Sanford Moeller (1878–1960), via his student Jim Chapin, codified a stroke cycle that solves the central technical problem of drumming: how to play loud, then soft, then loud without three separate effortful motions. The Moeller stroke is one continuous motion that produces three notes — a whip-down accent, a tap on the rebound, and an upward "lift" that prepares the next whip.
Phase 1 — The Whip (downstroke accent). Forearm drops, wrist follows, stick whips into the head. Loud, full. Crucially: the forearm does most of the work, not the wrist. Think of cracking a small whip rather than throwing the stick.
Phase 2 — The Tap. The whip's energy is not absorbed; it bounces back, and the stick taps the head a second time as the forearm starts to rise. Quiet, articulate. The tap is "free" — you don't add energy, you just let the rebound speak.
Phase 3 — The Upstroke / Lift. The forearm continues upward, lifting the stick high to prepare the next whip.
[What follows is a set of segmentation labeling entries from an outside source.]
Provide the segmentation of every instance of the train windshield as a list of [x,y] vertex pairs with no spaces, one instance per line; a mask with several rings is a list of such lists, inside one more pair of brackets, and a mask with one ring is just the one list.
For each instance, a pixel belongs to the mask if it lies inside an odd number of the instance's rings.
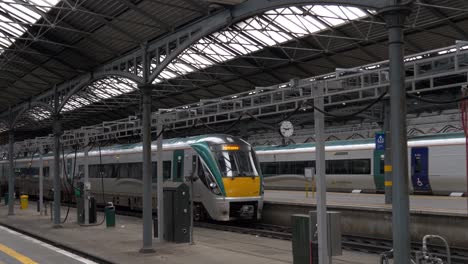
[[215,152],[223,177],[258,176],[254,157],[248,150],[220,150]]

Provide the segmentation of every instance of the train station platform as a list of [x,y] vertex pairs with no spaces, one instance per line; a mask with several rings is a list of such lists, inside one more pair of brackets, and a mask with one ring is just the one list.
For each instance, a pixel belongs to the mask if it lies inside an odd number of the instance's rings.
[[[35,203],[31,203],[26,210],[18,208],[16,206],[14,216],[7,216],[7,206],[1,205],[0,225],[77,254],[92,256],[98,263],[292,263],[290,241],[195,228],[195,245],[159,243],[155,239],[153,245],[156,252],[141,254],[138,252],[142,243],[142,220],[139,218],[117,215],[114,228],[106,228],[105,224],[81,227],[76,224],[75,209],[71,208],[62,228],[53,228],[50,216],[40,216],[35,210]],[[62,217],[66,209],[62,207]],[[102,213],[98,213],[98,221],[102,217]],[[14,246],[20,247],[15,250],[32,260],[38,257],[34,251],[23,249],[21,245]],[[338,264],[370,264],[377,261],[377,255],[353,251],[344,251],[343,256],[333,258],[333,263]]]

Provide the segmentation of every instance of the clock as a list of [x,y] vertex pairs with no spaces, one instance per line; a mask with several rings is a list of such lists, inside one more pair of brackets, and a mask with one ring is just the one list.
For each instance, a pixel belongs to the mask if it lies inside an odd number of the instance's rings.
[[283,137],[290,137],[294,133],[294,126],[290,121],[283,121],[280,125],[280,133]]

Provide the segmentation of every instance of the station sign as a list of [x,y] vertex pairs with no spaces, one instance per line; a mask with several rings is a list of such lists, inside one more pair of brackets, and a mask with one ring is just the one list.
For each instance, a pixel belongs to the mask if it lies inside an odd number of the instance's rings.
[[385,132],[375,133],[375,149],[385,150]]

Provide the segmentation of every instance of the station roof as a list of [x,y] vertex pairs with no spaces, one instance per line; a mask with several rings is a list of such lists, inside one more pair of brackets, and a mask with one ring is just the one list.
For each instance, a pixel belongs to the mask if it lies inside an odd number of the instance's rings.
[[[0,113],[241,2],[1,1]],[[468,40],[467,27],[466,1],[415,1],[405,28],[405,52]],[[179,55],[154,81],[154,109],[387,58],[387,30],[374,10],[321,5],[269,10],[204,37]],[[139,98],[129,79],[95,81],[65,105],[64,128],[137,114]],[[31,109],[21,116],[17,129],[47,128],[50,116],[45,109]]]

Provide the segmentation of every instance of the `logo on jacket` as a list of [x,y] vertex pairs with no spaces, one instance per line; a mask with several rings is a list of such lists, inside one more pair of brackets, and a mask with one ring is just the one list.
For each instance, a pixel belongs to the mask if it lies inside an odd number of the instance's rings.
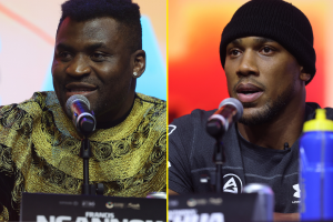
[[294,184],[293,185],[293,189],[296,191],[295,193],[294,193],[294,196],[295,198],[301,198],[301,189],[300,189],[300,184],[297,183],[297,184]]
[[171,133],[172,133],[175,129],[176,129],[175,125],[170,124],[170,125],[169,125],[169,133],[168,133],[168,135],[171,135]]
[[228,173],[223,176],[224,185],[223,191],[228,193],[241,193],[243,190],[243,183],[241,179],[233,174]]

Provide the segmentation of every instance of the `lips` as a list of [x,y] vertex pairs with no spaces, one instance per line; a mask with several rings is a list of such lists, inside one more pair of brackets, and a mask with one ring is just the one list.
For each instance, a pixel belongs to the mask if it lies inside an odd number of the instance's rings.
[[85,82],[72,82],[65,85],[65,95],[67,98],[70,98],[73,94],[83,94],[83,95],[89,95],[98,89],[97,85],[85,83]]
[[236,87],[236,93],[241,102],[254,102],[262,95],[263,89],[252,83],[241,83]]

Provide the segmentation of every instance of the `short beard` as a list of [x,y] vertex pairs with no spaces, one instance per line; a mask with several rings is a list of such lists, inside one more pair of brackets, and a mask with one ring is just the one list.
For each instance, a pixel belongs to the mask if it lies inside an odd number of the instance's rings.
[[[261,125],[263,123],[268,123],[271,120],[273,120],[292,100],[294,92],[294,82],[292,82],[286,90],[278,95],[275,101],[272,101],[270,99],[265,105],[263,107],[263,110],[256,111],[256,113],[252,114],[249,118],[242,117],[240,119],[240,123],[244,125]],[[253,107],[253,103],[243,103],[244,109]]]

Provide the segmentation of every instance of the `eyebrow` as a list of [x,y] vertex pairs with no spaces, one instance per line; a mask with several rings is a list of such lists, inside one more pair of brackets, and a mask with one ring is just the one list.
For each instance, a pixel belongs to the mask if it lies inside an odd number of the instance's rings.
[[[56,46],[56,49],[60,49],[60,50],[67,50],[67,51],[75,51],[74,48],[72,48],[71,46],[68,46],[65,43],[59,43]],[[102,42],[98,42],[98,43],[92,43],[89,46],[84,47],[85,51],[93,51],[95,49],[108,49],[107,44],[102,43]]]
[[233,43],[233,44],[242,43],[242,39],[234,39],[231,41],[231,43]]
[[263,38],[263,37],[255,38],[254,41],[258,42],[258,43],[275,42],[272,39]]

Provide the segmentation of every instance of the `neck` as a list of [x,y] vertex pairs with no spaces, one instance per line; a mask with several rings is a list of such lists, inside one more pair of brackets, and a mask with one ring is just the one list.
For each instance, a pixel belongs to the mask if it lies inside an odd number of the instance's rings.
[[[131,97],[129,102],[124,103],[121,109],[117,110],[117,112],[108,112],[107,117],[102,117],[102,121],[97,121],[97,129],[109,129],[118,125],[122,121],[127,119],[130,114],[133,105],[134,105],[135,93]],[[112,118],[110,118],[112,117]]]
[[290,147],[302,133],[305,115],[304,100],[291,101],[293,105],[284,109],[270,122],[259,125],[238,123],[241,135],[249,142],[269,149],[283,150],[284,143]]

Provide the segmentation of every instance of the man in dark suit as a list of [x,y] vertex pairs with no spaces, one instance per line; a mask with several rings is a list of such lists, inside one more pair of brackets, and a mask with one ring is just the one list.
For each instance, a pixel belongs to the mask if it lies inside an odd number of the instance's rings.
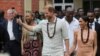
[[94,21],[95,13],[93,11],[87,12],[87,16],[90,19],[90,22],[89,22],[90,28],[97,32],[97,54],[96,56],[100,56],[100,24]]
[[10,40],[7,44],[7,50],[11,56],[21,56],[21,35],[22,30],[16,22],[16,11],[9,9],[7,11],[7,21],[5,22],[5,29],[7,29]]

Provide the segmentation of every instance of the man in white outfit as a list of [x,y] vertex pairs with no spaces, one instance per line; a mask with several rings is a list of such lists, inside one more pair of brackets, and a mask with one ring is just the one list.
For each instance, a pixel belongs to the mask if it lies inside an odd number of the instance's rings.
[[[68,26],[69,48],[71,48],[73,45],[74,31],[75,29],[79,28],[79,21],[75,17],[73,17],[73,15],[74,15],[74,9],[71,7],[68,7],[66,9],[65,17],[62,19],[66,21],[66,25]],[[66,51],[66,48],[64,50]],[[75,54],[72,54],[71,56],[74,56],[74,55]]]
[[[43,32],[42,56],[69,56],[69,41],[66,22],[57,18],[52,5],[45,6],[44,14],[47,20],[41,21],[37,26],[28,26],[18,19],[18,23],[29,31]],[[63,39],[67,51],[64,52]],[[64,55],[65,54],[65,55]]]

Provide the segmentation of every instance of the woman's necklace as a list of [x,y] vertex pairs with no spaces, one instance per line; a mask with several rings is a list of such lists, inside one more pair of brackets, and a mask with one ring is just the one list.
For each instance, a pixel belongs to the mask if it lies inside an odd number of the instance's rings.
[[54,32],[53,32],[53,35],[50,36],[50,33],[49,33],[49,23],[47,23],[47,34],[48,34],[48,37],[49,37],[49,38],[53,38],[53,37],[54,37],[55,32],[56,32],[56,24],[57,24],[57,19],[56,19],[56,22],[55,22],[55,25],[54,25]]
[[86,39],[86,41],[84,41],[84,40],[83,40],[83,30],[81,29],[81,40],[82,40],[82,42],[83,42],[84,44],[86,44],[86,43],[89,41],[89,33],[90,33],[90,31],[89,31],[89,29],[88,29],[87,39]]

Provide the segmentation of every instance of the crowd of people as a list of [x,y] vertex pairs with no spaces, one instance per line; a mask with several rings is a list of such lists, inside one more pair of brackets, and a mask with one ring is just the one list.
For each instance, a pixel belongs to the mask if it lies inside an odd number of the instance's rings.
[[100,8],[43,13],[0,10],[0,53],[10,56],[100,56]]

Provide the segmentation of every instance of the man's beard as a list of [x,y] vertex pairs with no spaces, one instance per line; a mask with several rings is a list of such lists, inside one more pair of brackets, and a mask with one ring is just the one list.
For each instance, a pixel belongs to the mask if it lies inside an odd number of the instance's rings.
[[31,21],[33,21],[33,20],[26,20],[26,23],[31,24]]

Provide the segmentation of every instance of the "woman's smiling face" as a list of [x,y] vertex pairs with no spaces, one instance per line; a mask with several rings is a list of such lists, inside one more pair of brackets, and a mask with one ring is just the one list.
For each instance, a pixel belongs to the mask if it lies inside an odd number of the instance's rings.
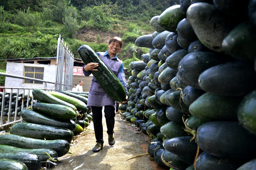
[[115,55],[121,50],[120,45],[118,42],[108,44],[108,53],[110,55]]

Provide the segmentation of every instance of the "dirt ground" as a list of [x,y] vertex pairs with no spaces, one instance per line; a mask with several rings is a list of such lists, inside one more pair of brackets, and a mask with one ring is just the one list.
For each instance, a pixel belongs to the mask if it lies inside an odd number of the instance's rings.
[[[104,113],[103,113],[104,114]],[[103,117],[104,117],[103,116]],[[80,137],[77,143],[71,147],[68,153],[59,158],[54,170],[153,170],[147,155],[142,156],[126,161],[133,156],[145,153],[142,146],[146,144],[145,135],[140,134],[132,126],[123,121],[121,115],[116,115],[114,134],[115,143],[110,146],[105,121],[103,118],[104,144],[102,149],[95,153],[92,150],[96,144],[93,133],[93,123],[87,127],[91,133]]]
[[97,43],[98,34],[100,36],[99,43],[108,43],[108,41],[113,36],[121,36],[122,35],[117,34],[114,32],[105,32],[95,30],[86,29],[80,30],[77,35],[77,38],[83,41]]

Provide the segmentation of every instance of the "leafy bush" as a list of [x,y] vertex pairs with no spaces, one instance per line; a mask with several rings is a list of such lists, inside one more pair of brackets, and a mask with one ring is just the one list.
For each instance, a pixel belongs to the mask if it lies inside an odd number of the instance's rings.
[[134,42],[136,39],[140,36],[135,33],[128,32],[124,34],[122,39],[124,42],[129,43],[130,42]]
[[129,42],[125,46],[124,50],[126,52],[125,56],[127,58],[133,57],[133,55],[135,54],[136,58],[140,58],[141,55],[148,53],[149,50],[147,48],[138,47],[134,43]]
[[71,14],[66,15],[63,19],[63,24],[65,26],[65,29],[71,37],[74,38],[78,30],[78,25],[77,19],[72,17]]
[[4,47],[2,53],[7,58],[27,58],[27,52],[31,44],[19,39],[10,40]]
[[76,20],[78,16],[77,9],[71,5],[70,1],[67,0],[58,0],[54,13],[54,20],[60,23],[64,23],[67,17]]
[[26,27],[29,32],[36,31],[42,24],[40,14],[31,12],[29,7],[26,11],[25,10],[23,11],[19,10],[14,22],[19,25]]
[[54,16],[53,9],[48,8],[43,8],[41,15],[43,21],[51,20]]

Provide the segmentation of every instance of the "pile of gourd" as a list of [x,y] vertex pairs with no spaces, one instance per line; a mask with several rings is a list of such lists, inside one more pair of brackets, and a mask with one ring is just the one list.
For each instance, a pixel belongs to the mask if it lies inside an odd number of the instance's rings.
[[0,135],[0,169],[51,168],[69,152],[74,136],[92,119],[88,94],[75,93],[33,90],[36,100],[20,113],[26,122],[15,123],[10,134]]
[[[180,1],[153,17],[119,109],[172,169],[256,169],[256,1]],[[125,108],[125,109],[124,109]]]

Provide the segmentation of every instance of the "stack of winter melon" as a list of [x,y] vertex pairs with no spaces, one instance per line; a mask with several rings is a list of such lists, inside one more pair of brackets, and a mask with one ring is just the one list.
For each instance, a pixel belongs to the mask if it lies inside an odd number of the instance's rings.
[[135,41],[149,53],[144,70],[129,66],[123,115],[154,138],[148,152],[162,166],[256,168],[255,6],[182,0]]
[[[86,96],[39,89],[33,90],[32,93],[38,102],[32,109],[21,112],[26,122],[15,123],[10,134],[0,136],[0,160],[9,159],[0,161],[5,165],[8,162],[13,164],[12,169],[21,165],[24,169],[50,167],[55,163],[51,162],[68,152],[73,135],[83,132],[91,120],[87,114],[91,110],[85,104]],[[25,166],[13,160],[23,163]]]

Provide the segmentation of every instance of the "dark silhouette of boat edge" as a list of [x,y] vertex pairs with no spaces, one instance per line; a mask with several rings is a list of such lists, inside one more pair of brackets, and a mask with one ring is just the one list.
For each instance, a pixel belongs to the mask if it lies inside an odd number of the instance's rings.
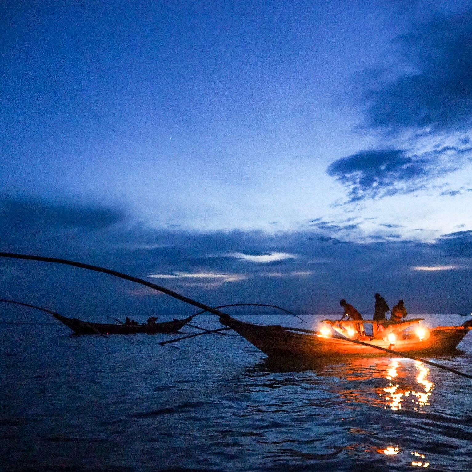
[[[313,334],[294,332],[277,325],[257,325],[225,315],[219,319],[221,324],[231,328],[251,344],[274,359],[316,359],[342,358],[346,355],[385,356],[373,346],[353,344],[348,340]],[[472,329],[472,320],[459,326],[438,327],[430,330],[427,340],[408,340],[399,342],[397,351],[415,354],[441,355],[454,352],[457,345]],[[388,347],[388,346],[386,347]]]
[[74,334],[157,334],[177,333],[187,323],[192,320],[189,316],[184,320],[174,319],[170,321],[137,325],[116,324],[111,323],[93,323],[84,321],[77,318],[69,318],[59,313],[54,313],[56,320],[65,324],[74,331]]

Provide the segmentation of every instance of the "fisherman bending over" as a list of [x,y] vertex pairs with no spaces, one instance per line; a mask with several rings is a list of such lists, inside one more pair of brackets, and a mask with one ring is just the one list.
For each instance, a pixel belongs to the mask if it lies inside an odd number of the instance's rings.
[[343,315],[343,317],[339,320],[340,321],[341,321],[346,315],[348,320],[359,320],[363,319],[362,315],[352,305],[346,303],[346,301],[344,298],[339,302],[339,304],[344,308],[344,314]]
[[[348,320],[353,320],[354,321],[360,321],[363,320],[362,315],[357,311],[354,306],[350,303],[346,303],[346,301],[343,298],[340,302],[339,304],[344,308],[344,314],[339,321],[342,321],[345,316],[347,315]],[[360,336],[364,336],[365,333],[364,332],[364,324],[363,323],[356,323],[356,329],[359,332]]]
[[398,303],[392,309],[392,314],[390,317],[391,321],[401,321],[402,318],[406,318],[408,313],[406,309],[403,306],[405,302],[403,300],[399,300]]

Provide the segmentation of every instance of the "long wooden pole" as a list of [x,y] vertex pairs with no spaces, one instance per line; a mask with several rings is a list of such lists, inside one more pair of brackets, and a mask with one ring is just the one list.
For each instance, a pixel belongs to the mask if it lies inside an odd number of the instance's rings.
[[[46,313],[49,313],[51,315],[59,315],[59,313],[56,313],[55,312],[51,312],[50,310],[46,310],[46,308],[42,308],[41,306],[36,306],[36,305],[30,305],[28,303],[23,303],[21,302],[16,302],[15,300],[6,300],[4,298],[0,298],[0,302],[4,302],[5,303],[12,303],[15,305],[21,305],[22,306],[27,306],[30,308],[35,308],[36,310],[40,310],[42,312],[44,312]],[[57,323],[54,323],[53,324],[57,324]]]
[[136,284],[140,284],[150,288],[153,288],[155,290],[162,292],[162,293],[169,295],[177,300],[185,302],[190,305],[193,305],[197,308],[203,310],[205,312],[209,312],[214,315],[218,316],[223,316],[225,313],[222,312],[219,312],[215,308],[212,308],[211,306],[205,305],[204,303],[200,303],[196,300],[189,298],[188,297],[181,295],[180,294],[174,292],[173,290],[169,290],[165,287],[161,287],[157,284],[153,284],[152,282],[148,282],[147,280],[144,280],[142,278],[138,278],[137,277],[134,277],[131,275],[127,275],[123,274],[121,272],[118,272],[116,270],[111,270],[110,269],[105,269],[104,267],[100,267],[98,266],[91,265],[90,264],[84,264],[82,262],[78,262],[74,261],[69,261],[67,259],[60,259],[56,257],[44,257],[42,256],[30,255],[26,254],[17,254],[13,253],[0,253],[0,257],[8,257],[14,259],[23,259],[26,261],[40,261],[45,262],[53,262],[55,264],[63,264],[65,265],[72,266],[73,267],[78,267],[80,269],[86,269],[89,270],[94,270],[95,272],[101,272],[104,274],[108,274],[110,275],[113,275],[115,277],[119,277],[120,278],[123,278],[125,280],[129,280],[131,282],[134,282]]
[[195,334],[191,334],[190,336],[184,336],[183,337],[177,337],[174,339],[169,339],[169,341],[163,341],[159,343],[159,344],[161,346],[163,346],[165,344],[170,344],[172,343],[177,343],[177,341],[182,341],[184,339],[189,339],[191,337],[196,337],[197,336],[201,336],[204,334],[210,334],[211,333],[219,333],[222,334],[223,333],[221,332],[222,331],[228,331],[228,329],[231,329],[231,328],[220,328],[218,329],[211,329],[210,331],[207,331],[204,333],[196,333]]
[[[282,312],[285,312],[286,313],[288,313],[289,315],[293,315],[299,320],[301,320],[303,323],[306,322],[303,318],[300,318],[298,315],[295,314],[295,313],[293,313],[292,312],[289,312],[288,310],[282,308],[280,306],[277,306],[277,305],[269,305],[266,303],[232,303],[229,305],[220,305],[219,306],[215,306],[213,308],[215,310],[218,310],[219,308],[226,308],[229,306],[268,306],[271,308],[277,308],[278,310],[280,310]],[[196,316],[198,315],[202,314],[204,313],[206,313],[207,311],[206,310],[202,310],[201,312],[199,312],[198,313],[195,313],[194,315],[192,315],[192,317],[193,318],[194,316]]]

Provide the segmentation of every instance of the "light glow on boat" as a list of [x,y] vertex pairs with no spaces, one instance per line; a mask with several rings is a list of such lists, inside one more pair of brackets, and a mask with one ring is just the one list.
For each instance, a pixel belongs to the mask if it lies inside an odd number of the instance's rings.
[[388,336],[387,337],[387,338],[388,340],[388,342],[390,344],[395,344],[396,342],[396,336],[395,336],[393,333],[390,333]]
[[383,450],[383,453],[386,455],[395,455],[400,452],[399,447],[394,447],[393,446],[389,446]]
[[416,329],[416,336],[420,338],[420,341],[422,341],[426,337],[427,331],[425,328],[422,326]]
[[331,329],[328,328],[328,326],[322,326],[320,329],[320,334],[322,336],[327,337],[328,336],[331,336]]

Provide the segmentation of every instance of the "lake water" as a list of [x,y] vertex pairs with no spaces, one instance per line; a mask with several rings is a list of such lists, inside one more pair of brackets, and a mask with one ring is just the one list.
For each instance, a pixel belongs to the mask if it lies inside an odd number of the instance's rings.
[[[419,362],[272,364],[236,335],[0,332],[6,471],[472,470],[472,381]],[[472,374],[470,333],[459,347],[431,360]]]

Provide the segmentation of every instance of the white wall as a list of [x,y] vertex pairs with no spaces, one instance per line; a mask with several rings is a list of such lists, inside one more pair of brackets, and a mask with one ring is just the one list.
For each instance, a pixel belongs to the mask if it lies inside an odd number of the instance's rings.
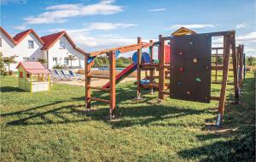
[[[60,42],[64,42],[65,48],[60,48]],[[45,55],[45,54],[44,54]],[[73,48],[68,40],[62,36],[48,51],[49,55],[49,68],[52,69],[55,65],[53,58],[57,58],[57,64],[60,65],[71,66],[71,61],[68,61],[68,64],[64,64],[64,59],[68,55],[74,55],[78,59],[72,61],[73,67],[84,67],[84,56],[83,53]]]
[[[30,33],[27,35],[19,44],[16,46],[9,46],[11,42],[3,34],[1,33],[2,38],[2,47],[0,47],[0,51],[3,51],[3,57],[9,57],[16,55],[15,60],[16,64],[12,64],[10,70],[16,71],[15,69],[20,61],[23,61],[24,57],[28,58],[28,61],[38,61],[38,59],[43,58],[43,44],[37,39],[37,37]],[[5,39],[5,38],[7,39]],[[6,41],[7,40],[7,41]],[[28,47],[28,40],[32,40],[34,42],[34,47]]]
[[[3,57],[10,57],[15,55],[13,50],[15,44],[2,32],[0,31],[0,36],[2,37],[2,47],[0,47],[0,51],[3,53]],[[10,70],[15,69],[15,64],[10,65]],[[8,66],[5,68],[8,70]]]

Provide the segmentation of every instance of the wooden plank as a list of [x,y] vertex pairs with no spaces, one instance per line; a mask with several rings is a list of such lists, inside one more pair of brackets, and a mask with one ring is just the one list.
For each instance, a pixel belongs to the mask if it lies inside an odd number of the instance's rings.
[[238,91],[238,77],[237,77],[237,58],[236,53],[236,38],[232,36],[232,64],[233,64],[233,75],[234,75],[234,88],[235,88],[235,103],[238,104],[239,102],[239,91]]
[[224,69],[223,65],[212,66],[212,70],[221,70]]
[[95,89],[95,90],[99,90],[99,91],[105,91],[105,92],[109,92],[109,88],[102,88],[102,87],[89,87],[90,89]]
[[[149,42],[154,44],[154,41],[153,40],[150,40]],[[149,55],[150,55],[150,59],[151,59],[150,63],[153,64],[154,46],[150,46],[149,47]],[[150,82],[153,82],[153,81],[154,81],[154,77],[153,77],[154,76],[154,69],[149,70],[149,81]],[[149,91],[150,91],[150,93],[152,94],[153,93],[153,88],[150,87]]]
[[165,98],[165,93],[162,92],[165,90],[165,63],[166,63],[166,57],[165,57],[165,41],[162,37],[162,35],[159,36],[159,64],[160,64],[160,70],[159,70],[159,98],[164,99]]
[[217,100],[217,101],[219,101],[219,97],[217,97],[217,96],[211,96],[211,100]]
[[90,99],[91,99],[92,101],[99,101],[99,102],[109,103],[109,101],[108,101],[108,100],[106,100],[106,99],[102,99],[102,98],[90,98]]
[[108,80],[110,78],[109,76],[94,75],[88,75],[88,77],[90,77],[90,78],[97,78],[97,79],[106,79],[106,80]]
[[84,75],[85,75],[85,106],[87,110],[90,109],[90,78],[88,77],[90,73],[90,66],[87,64],[88,55],[84,56]]
[[223,115],[224,111],[225,101],[226,101],[226,88],[228,82],[228,74],[229,74],[229,62],[230,55],[230,36],[224,36],[224,70],[223,70],[223,82],[220,90],[220,99],[218,103],[218,115],[216,125],[220,126],[223,119]]
[[[140,43],[141,42],[142,42],[142,38],[137,37],[137,43]],[[142,75],[141,75],[142,49],[137,49],[137,97],[140,98],[141,97],[140,82],[141,82],[141,80],[142,80]]]
[[109,98],[109,115],[110,120],[114,118],[115,111],[115,53],[112,51],[109,53],[109,88],[110,88],[110,98]]

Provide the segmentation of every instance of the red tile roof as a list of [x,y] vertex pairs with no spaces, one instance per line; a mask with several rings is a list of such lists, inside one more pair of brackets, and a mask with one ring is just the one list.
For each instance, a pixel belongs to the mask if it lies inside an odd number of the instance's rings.
[[29,74],[49,74],[49,70],[39,62],[20,62],[16,69],[18,69],[20,65]]
[[29,29],[29,30],[26,30],[25,31],[22,31],[22,32],[20,32],[20,33],[16,34],[14,36],[14,40],[16,42],[16,44],[18,44],[30,33],[33,34],[42,44],[44,44],[44,42],[40,39],[38,35],[37,35],[37,33],[32,29]]
[[86,54],[84,51],[83,51],[82,49],[79,48],[76,46],[76,44],[73,42],[73,41],[72,41],[72,39],[69,37],[69,36],[67,34],[66,31],[61,31],[61,32],[42,36],[41,39],[44,42],[44,46],[42,47],[42,49],[45,49],[45,50],[49,49],[63,36],[67,39],[67,41],[71,43],[73,48],[82,53],[83,54]]
[[16,45],[16,42],[12,38],[12,36],[9,34],[8,34],[8,32],[3,27],[0,27],[0,30],[15,45]]

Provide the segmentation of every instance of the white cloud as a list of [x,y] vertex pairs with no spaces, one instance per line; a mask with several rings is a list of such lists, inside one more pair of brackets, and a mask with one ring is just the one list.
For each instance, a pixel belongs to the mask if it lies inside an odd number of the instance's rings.
[[120,28],[127,28],[137,26],[135,24],[126,24],[126,23],[109,23],[109,22],[94,22],[90,24],[88,26],[80,29],[51,29],[49,30],[50,32],[56,32],[61,31],[67,31],[68,33],[81,33],[81,32],[89,32],[91,31],[111,31]]
[[190,29],[199,29],[199,28],[207,28],[207,27],[215,27],[212,24],[193,24],[193,25],[172,25],[168,27],[168,30],[178,29],[180,27],[190,28]]
[[236,25],[236,28],[237,28],[237,29],[246,28],[246,27],[248,27],[250,25],[251,25],[250,23],[241,23],[241,24]]
[[1,4],[15,3],[26,4],[27,0],[1,0]]
[[19,31],[24,31],[27,29],[27,26],[26,25],[20,25],[17,26],[13,26],[14,29],[19,30]]
[[159,12],[159,11],[165,11],[166,8],[155,8],[155,9],[148,9],[148,12]]
[[63,23],[69,18],[78,16],[89,16],[96,14],[113,14],[123,10],[121,6],[113,4],[113,1],[102,1],[98,3],[83,5],[77,4],[60,4],[49,6],[44,12],[37,16],[25,18],[26,24],[53,24]]
[[236,36],[238,42],[256,42],[256,31]]

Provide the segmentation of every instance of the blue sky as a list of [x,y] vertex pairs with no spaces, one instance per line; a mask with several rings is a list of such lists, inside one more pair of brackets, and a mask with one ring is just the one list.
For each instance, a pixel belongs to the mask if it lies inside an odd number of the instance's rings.
[[2,0],[1,26],[12,36],[65,30],[88,52],[170,36],[180,26],[199,33],[236,30],[245,53],[256,56],[255,8],[254,0]]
As it rises, the stick taps the head once more (very lightly — it's almost optional) before reaching full prep height.
The result: three notes — accent, tap, soft tap — produced by one circular motion of the forearm. Learn this and your hands stop fighting accent placement: the accent is a part of the cycle, not an extra effort.
Where Stone's accent-tap (the prerequisite) treats high and low as separate motions, Moeller is the connection: it's the smooth motion path that gets you from low back to high without effort.